"My cup runneth over with bloody water" -- Paul K.
July 9, 2009 10:02 AM   Subscribe

Kentucky folksinger Paul K. has released his entire catalog online under a Creative Commons Attribution 3.0 license.

(Scroll down through the absurdly large text and lengthy lacunae on K's site to get to the links!)

From the fellers at Trouser Press:
Paul K is one of the post-punk generation's first bona fide bluesmen, a guy whose tales from the darkside are drawn from his own experiences as a reformed junkie and small-time criminal with the jailhouse record to prove it. Throughout the mid-'80s, the Louisville, Kentucky native (né Kopasz) released dozens of home-recorded cassette albums, but the onetime winner of a debating scholarship hamstrung his own progress by living a lifestyle sufficiently shadowy that he ended up a New York squatter pulling small-time stickups to make ends meet.
I'd particularly recommend The Big Nowhere, with its "Washington Square"-inspired slinker "Flood the Market," and last year's astounding Maintain Radio Silence.
posted by ford and the prefects (11 comments total) 16 users marked this as a favorite
 
I'm not a blues-listening person, but I heartily applaud more CC licensing. Free culture! *holds up fist*
posted by DU at 10:16 AM on July 9, 2009


[this is good]
posted by sciurus at 10:16 AM on July 9, 2009


Wow. I got a couple of his albums in the mid-90s (including The Big Nowhere) and wondered what had happened to him. Just by listening you could tell he was one of those guys who lived the life he sang about and it was easy enough to assume he'd ended up dead in some shadowy way. So it's a relief just to know he's still living, and good news to know he's been recording.
posted by ardgedee at 10:20 AM on July 9, 2009 [1 favorite]

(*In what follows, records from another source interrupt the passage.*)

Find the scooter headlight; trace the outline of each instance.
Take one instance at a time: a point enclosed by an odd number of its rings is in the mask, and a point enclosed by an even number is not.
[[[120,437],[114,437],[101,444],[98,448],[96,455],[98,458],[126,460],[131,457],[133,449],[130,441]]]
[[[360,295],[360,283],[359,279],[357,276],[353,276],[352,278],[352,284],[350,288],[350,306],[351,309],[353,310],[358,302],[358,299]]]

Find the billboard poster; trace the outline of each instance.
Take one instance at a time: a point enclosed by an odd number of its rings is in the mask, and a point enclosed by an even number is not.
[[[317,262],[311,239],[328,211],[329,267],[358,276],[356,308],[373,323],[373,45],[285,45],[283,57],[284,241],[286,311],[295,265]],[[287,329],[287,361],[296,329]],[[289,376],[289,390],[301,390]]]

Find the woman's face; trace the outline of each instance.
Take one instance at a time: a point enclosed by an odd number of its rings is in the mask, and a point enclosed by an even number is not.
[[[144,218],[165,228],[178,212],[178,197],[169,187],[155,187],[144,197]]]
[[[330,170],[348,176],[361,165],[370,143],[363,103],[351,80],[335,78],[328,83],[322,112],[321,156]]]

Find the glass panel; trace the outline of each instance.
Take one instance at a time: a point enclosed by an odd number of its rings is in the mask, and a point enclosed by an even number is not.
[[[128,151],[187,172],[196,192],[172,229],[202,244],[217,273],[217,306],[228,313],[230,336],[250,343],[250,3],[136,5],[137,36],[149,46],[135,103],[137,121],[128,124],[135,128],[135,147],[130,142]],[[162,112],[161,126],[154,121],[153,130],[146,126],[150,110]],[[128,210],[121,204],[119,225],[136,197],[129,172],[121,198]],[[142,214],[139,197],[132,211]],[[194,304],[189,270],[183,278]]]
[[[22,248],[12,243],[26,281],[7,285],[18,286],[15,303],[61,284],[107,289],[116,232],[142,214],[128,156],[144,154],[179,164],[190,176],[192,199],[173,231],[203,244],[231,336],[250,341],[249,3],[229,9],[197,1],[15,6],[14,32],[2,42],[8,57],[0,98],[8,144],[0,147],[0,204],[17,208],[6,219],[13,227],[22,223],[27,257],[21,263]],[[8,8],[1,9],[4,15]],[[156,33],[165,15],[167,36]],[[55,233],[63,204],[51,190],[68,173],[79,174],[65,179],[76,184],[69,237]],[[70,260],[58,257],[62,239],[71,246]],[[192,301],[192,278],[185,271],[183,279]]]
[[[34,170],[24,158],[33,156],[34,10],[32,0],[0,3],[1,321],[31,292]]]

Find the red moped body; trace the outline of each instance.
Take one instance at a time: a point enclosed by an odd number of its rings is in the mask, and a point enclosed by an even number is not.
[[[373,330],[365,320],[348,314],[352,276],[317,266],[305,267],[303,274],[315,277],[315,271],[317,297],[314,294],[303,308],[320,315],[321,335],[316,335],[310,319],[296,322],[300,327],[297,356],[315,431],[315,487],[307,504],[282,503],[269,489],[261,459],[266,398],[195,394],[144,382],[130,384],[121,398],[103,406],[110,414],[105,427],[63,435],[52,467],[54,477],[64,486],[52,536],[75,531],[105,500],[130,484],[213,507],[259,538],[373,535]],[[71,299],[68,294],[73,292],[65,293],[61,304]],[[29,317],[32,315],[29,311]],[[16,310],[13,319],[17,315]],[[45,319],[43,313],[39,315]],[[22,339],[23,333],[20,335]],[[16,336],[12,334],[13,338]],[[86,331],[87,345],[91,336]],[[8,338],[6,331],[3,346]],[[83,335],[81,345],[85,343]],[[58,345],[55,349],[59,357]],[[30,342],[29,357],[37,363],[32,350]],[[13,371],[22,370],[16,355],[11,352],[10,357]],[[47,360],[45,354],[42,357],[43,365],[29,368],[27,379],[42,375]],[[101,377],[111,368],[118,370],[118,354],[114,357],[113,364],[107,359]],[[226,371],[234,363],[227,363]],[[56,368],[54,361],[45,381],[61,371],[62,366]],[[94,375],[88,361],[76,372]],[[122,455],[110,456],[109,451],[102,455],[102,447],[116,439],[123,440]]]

I was very happy to be able to listen to misc. stuff via the Archive like the Patriots set. I think Paul K. is way too good to stay hidden, but maybe he wants it that way? Anyway, if you visit the blue Mr. K. please tour outside of KY, and its OK with me if you want to put "Radiant and White" on a few more albums. Seriously.
posted by drowsy at 10:58 AM on July 9, 2009


Which CC license? There's been some (reasonable, I think) criticism of CC for having several licenses that are all called more or less the same, but are very varying degrees of free. The license that allows no commercial use and no changes is a lot less interesting than a attribution-sharealike license, for instance.
posted by Joakim Ziegler at 11:09 AM on July 9, 2009


Which CC license? There's been some (reasonable, I think) criticism of CC for having several licenses that are all called more or less the same, but are very varying degrees of free. The license that allows no commercial use and no changes is a lot less interesting than a attribution-sharealike license, for instance.

According to icon on Paul K's site, it's the "Creative Commons Attribution 3.0" license. That's a link to the "human-readable" version; here's the "legal code" version.

I'm not very well-versed in CC, but it appears to me that this license allows us to share and "remix" the works, with attribution to the artist.
posted by ford and the prefects at 11:16 AM on July 9, 2009


Hey, nobody threw a party when I gave all my songs away for free. Why the hell not?!

Oh, yeah. Nobody's heard of me.
posted by grubi at 11:26 AM on July 9, 2009


even more respect to paul k. than i had before. i wish more talented people would contribute to the cc, and more cc contributors would pay as much attention to their craft(s) as paul k.
posted by the aloha at 11:29 AM on July 9, 2009


Yeah, the "Attribution" license is the most liberal license out there; all it means is that if you reuse it, you have to keep his name on it. If you want a license more liberal than that, you really just want public domain (which CC also offers a button for).
posted by roll truck roll at 11:55 AM on July 9, 2009


Wow -- I sorta kept up with Paul's output over the years, but it's awesome to read this on MeFi. He played a blistering set supporting the Afghan Whigs in Toronto once that has always stuck with me.

Last I heard he was writing film reviews for a Lexington weekly, I think. In any case -- it's great to hear about this.
posted by vickyverky at 3:03 PM on July 9, 2009 [1 favorite]


Great news, thanks! I don't know how many times I saw Paul K at Tewligans.